Chapitre 416

«Si el oponente aún no encuentra el punto exacto después de ver esta energía de espada, entonces no merece mi atención». En la sala de espera del autobús del aeropuerto, el Viejo Tian sacó un cigarrillo distraídamente. De repente, tuvo una premonición y alzó la vista al cielo. Vio un rayo de luz, como una serpiente plateada, que atravesaba el firmamento a lo lejos.

Los ojos del viejo Tian, antes gentiles e inofensivos, se contrajeron al instante, y un brillo intenso los cruzó.
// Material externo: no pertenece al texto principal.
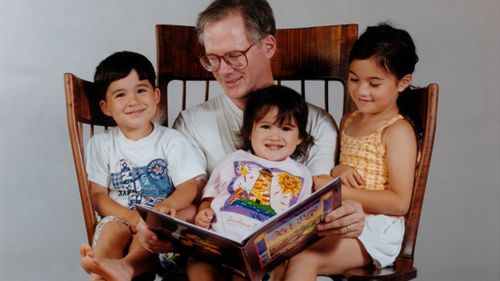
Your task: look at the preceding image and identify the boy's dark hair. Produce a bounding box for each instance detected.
[240,85,314,160]
[94,51,156,100]
[349,23,418,80]
[196,0,276,45]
Agitó la mano, ¡incluso dejó caer el cigarrillo al suelo! ¡Una mezcla de emoción y seriedad apareció en su rostro!

Observó fijamente la luz plateada que cruzaba el cielo como fuegos artificiales antes de dejar escapar un largo suspiro: "Qué espada tan poderosa".

Sus manos ya se habían entrelazado suavemente, y un atisbo de expectación era claramente visible en sus ojos.

Las dos chicas que habían estado tapándose la nariz y evitando a Lao Tian en la sala de espera se dieron la vuelta de repente y descubrieron que el hombre de mediana edad, de aspecto sórdido y vestido con ropa de trabajo sucia, había desaparecido.

En la orilla del río, al sur de la ciudad, Zhu Rong y Gong Gong estaban sentados con las piernas cruzadas en el suelo, con los cuerpos rígidos y los rostros extraños, lo que indicaba claramente que habían sido inmovilizados y habían perdido la capacidad de moverse.

La pareja no tuvo más remedio que mirar con furia a la mujer que estaba a su lado, que se llamaba Poseidón.

El dios del mar permanecía de pie tranquilamente en la orilla del río, contemplando su reflejo en el agua, pero frunció el ceño y dijo: "¡Ay, el agua del río aquí está demasiado sucia!".

Hizo una pausa por un momento antes de volverse para mirar a Zhu Rong y Gong Gong: "¿Ustedes dos todavía no quieren hablar? No voy a matar a ese niño, así que ¿por qué se resisten con tanta terquedad?"

Zhu Rong resopló pero permaneció en silencio, mientras que Gong Gong negó con la cabeza y dijo: "No podemos derrotarte, pero no somos más débiles que tú. ¡Nos resulta difícil hablar! Estás actuando de forma sospechosa; ¡quién sabe si estás conspirando contra Chen Xiao!".

Poseidón frunció el ceño: «No busco problemas con él, ¿por qué no me crees? ¡Humph! Si no me lo dices, ¡voy a usar la telepatía contigo! Sois todos unos genios, si me veo obligado a usarla, me temo que dañaré vuestra conciencia. No quería matar a nadie, así que no me obligues».

Zhu Rong y Gong Gong intercambiaron una sonrisa cómplice, pero permanecieron en silencio con los ojos cerrados.

Una capa de escarcha cubría el rostro de Poseidón. Era una excéntrica que actuaba sin restricciones. Si no fuera porque estos dos parecían tener una relación cercana con Chen Xiao, ya los habría matado. A pesar de sus súplicas y halagos, seguían desconfiando y se negaban a revelar el paradero de Chen Xiao. ¿De verdad iban a obligarla a cometer una matanza?

Sus ojos oscilaban entre la luz y la oscuridad. De repente, le vino un pensamiento a la mente y alzó la vista al cielo. Vio una línea blanca, como una serpiente, que cruzaba el cielo azul y luego florecía como una flor.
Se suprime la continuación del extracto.